Take Daniel, for example. After losing 40 pounds and despite a career as a fitness instructor, he still couldn’t quite reach his target weight.
“We all have different weight goals we’re trying to achieve,” he says. “It can be pretty discouraging when you look in the mirror and don’t see what you think you should see.”
But if that describes your plight, there’s something you should know: there’s more to getting healthy than just moving the numbers on the scale. Even if you’re struggling to lose those last 10 pounds, you may be adding years to your life just by adhering to a healthy, active lifestyle.
Not Just Weight Loss
Regular exercise can help you develop new brain cells, increase your insulin sensitivity, increase your muscle mass and strength, lessen your risk of heart attack and stroke, strengthen your bones and improve your sleep quality. And yes, it can even help you lose weight.
“Among individuals who gain weight, if you maintain your fitness, you’re at a lower risk compared to those who gain the same amount of weight but don’t maintain fitness,” says Dr. I-Min Lee, an associate professor at Harvard Medical School. “Exercise … lowers blood pressure and improves your [cholesterol and blood sugar numbers], even if you don’t lose weight.”
Besides improving the quality of your life, exercise can also help you increase the quantity of your life. One study that pooled data from more than 650,000 people ages 21 to 90 indicated that, regardless of the candidates’ body mass index, they would live longer if they included regular leisure-time physical activity.
Those who did no more than walk 75 minutes each week would live about 1.8 years longer, the study found, while those who doubled that amount gained another 1.6 years.
Those who were inactive and at normal weight lived 3.1 years less than those who were obese and active. But those who were both active and at normal weight saw 7.2 more years than those who were inactive and extremely obese.
“[A] modest physical activity program may have health benefits, even if it does not result in weight loss,” the study concluded. “The findings also suggest … that a lack of leisure time physical activity may markedly reduce life expectancy when combined with obesity.”
So Losing Weight Isn’t Important?
Exercise can improve your wellness in dozens of ways, but that doesn’t mean you should just forget about weight loss. Losing weight still has additional benefits for your overall health that merely getting fit won’t give you.
“I think [the data] can be misinterpreted to suggest that obesity doesn’t matter in many people,” says Dr. Robert Ross, Director of the Obesity Research Center at Queens University. “I’m positive the investigators who make these observations are not intending to suggest obesity is a good thing—that, ‘You’re okay, don’t worry about it.’”
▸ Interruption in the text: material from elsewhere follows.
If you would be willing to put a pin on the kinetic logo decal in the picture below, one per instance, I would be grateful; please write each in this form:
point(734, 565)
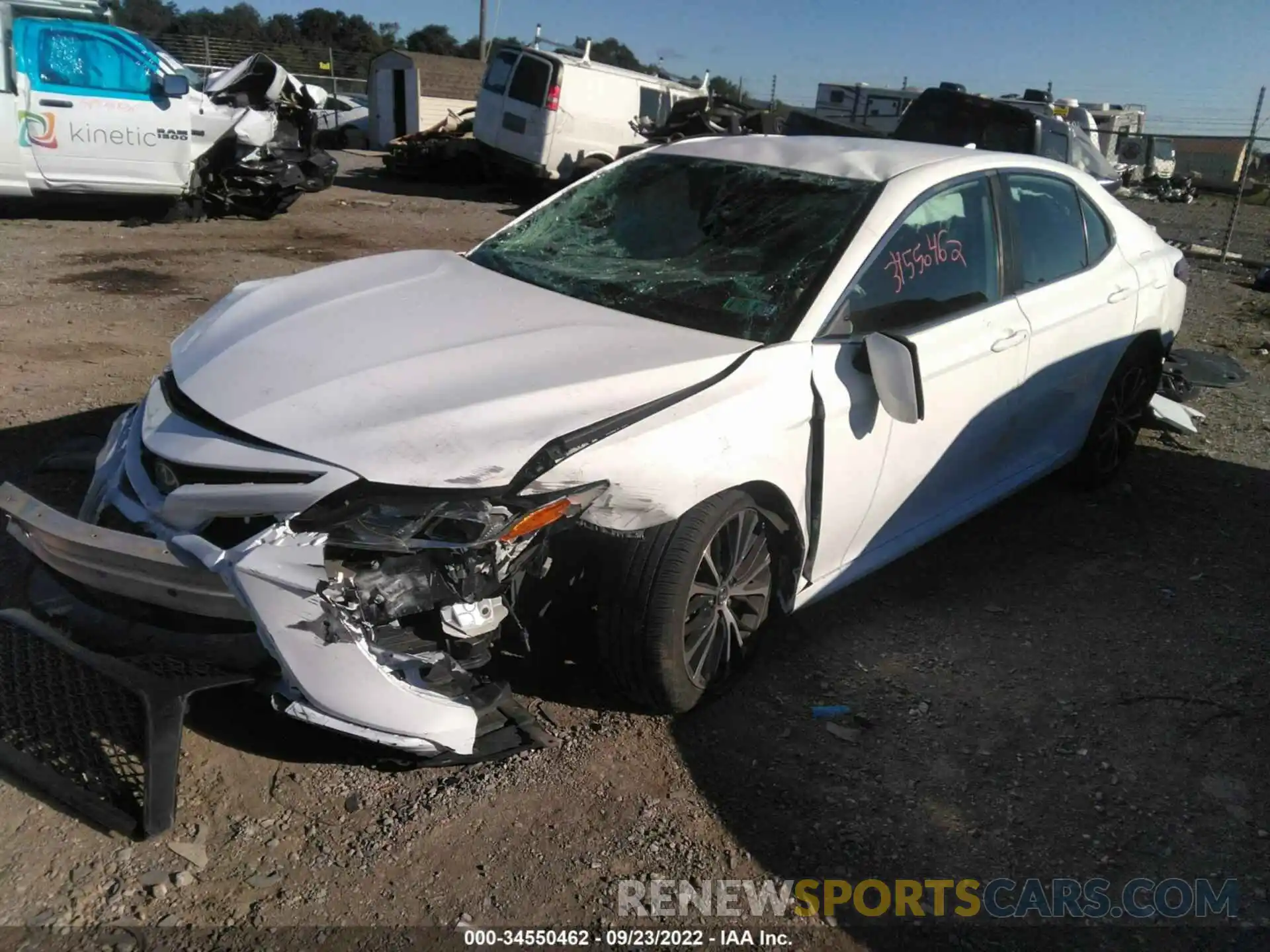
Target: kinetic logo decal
point(37, 130)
Instead, the message is that even if you achieve only modest weight-loss improvements, you’re still doing your body a world of good. In the study cited earlier where only 4.5 percent of participants achieved their weight-loss goals, 33 percent of that same group lost 10 percent of their bodyweight and 79 percent lost five percent—a weight-loss amount that can reduce one’s risk for cancer and cardiovascular disease.
“Weight loss is good for your blood pressure, for your blood fat profile and for processing glucose and insulin, and it reduces inflammation,” Dr. Lee says. “All of those things contribute to better health.”
So here’s a challenge for your 2013 resolution: This year, make it your number one health goal to achieve a state of greater fitness. Whether to run your first 10k race, walk a mile in under 20 minutes, do 30 pushups or deadlift twice your bodyweight, find an activity that you enjoy and set a goal to improve at it. Perhaps you’ve already set a goal to improve your health by losing 10 percent of your bodyweight. Great! But don’t stop there. Set a goal for reduced body fat percentage, an improved cholesterol profile or lower blood pressure.
“Both fitness and fatness matter, separately and together, for heart health,” Dr. Duck-Chul Lee of the University of South Carolina told The New York Times. “So much attention gets focused on weight reduction, but … maintaining your fitness over your lifetime is just as important.”